Para o estrategista-chefe da Renascença Corretora, Fernando Ferez, o PAF de 2021 evidencia os desafios fiscais do país. “Essa estratégia baseada na emissão de títulos de curto prazo tende a gerar menos custos, porém, aumenta o risco de refinanciamento, dado que os títulos emitidos terão de ser rolados quando vencerem”, explica. “E isso em meio à estratégia de encurtar a dívida pública”, emenda.

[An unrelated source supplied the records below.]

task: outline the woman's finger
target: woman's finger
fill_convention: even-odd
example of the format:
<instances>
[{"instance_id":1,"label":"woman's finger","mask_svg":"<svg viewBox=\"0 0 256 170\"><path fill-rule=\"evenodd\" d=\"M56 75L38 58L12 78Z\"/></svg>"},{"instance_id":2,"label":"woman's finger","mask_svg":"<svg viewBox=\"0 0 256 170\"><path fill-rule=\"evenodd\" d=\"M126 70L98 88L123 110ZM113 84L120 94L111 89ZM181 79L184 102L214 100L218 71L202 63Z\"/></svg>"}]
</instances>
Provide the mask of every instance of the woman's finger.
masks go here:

Ferez explica que essa dinâmica gera uma necessidade de financiamento não apenas maior, mas também mais frequente. Segundo o Tesouro, a necessidade de financiamento neste ano é de R$ 1,6 trilhão, sendo que há uma reserva de liquidez de seis meses. Ao final de 2020, a disponibilidade de caixa para honrar a dívida somava R$ 881,3 bilhões, que foi reforçada pelas emissões e por repasses do Banco Nacional de Desenvolvimento Econômico e Social (BNDES) e do BC.

“É algo que gera alguma tranquilidade na rolagem”, avalia o economista-chefe do modalmais, Álvaro Bandeira, lembrando que os vencimentos até abril somam R$ 705,2 bilhões. Ele chama a atenção para o fato de a dívida pública federal (DPF) ter encerrado o ano passado em R$ 5 trilhões, com o prazo médio da dívida caindo para cerca de três anos e meio. “Por isso a orientação de reversão no endividamento com alongamento de prazo”, observa.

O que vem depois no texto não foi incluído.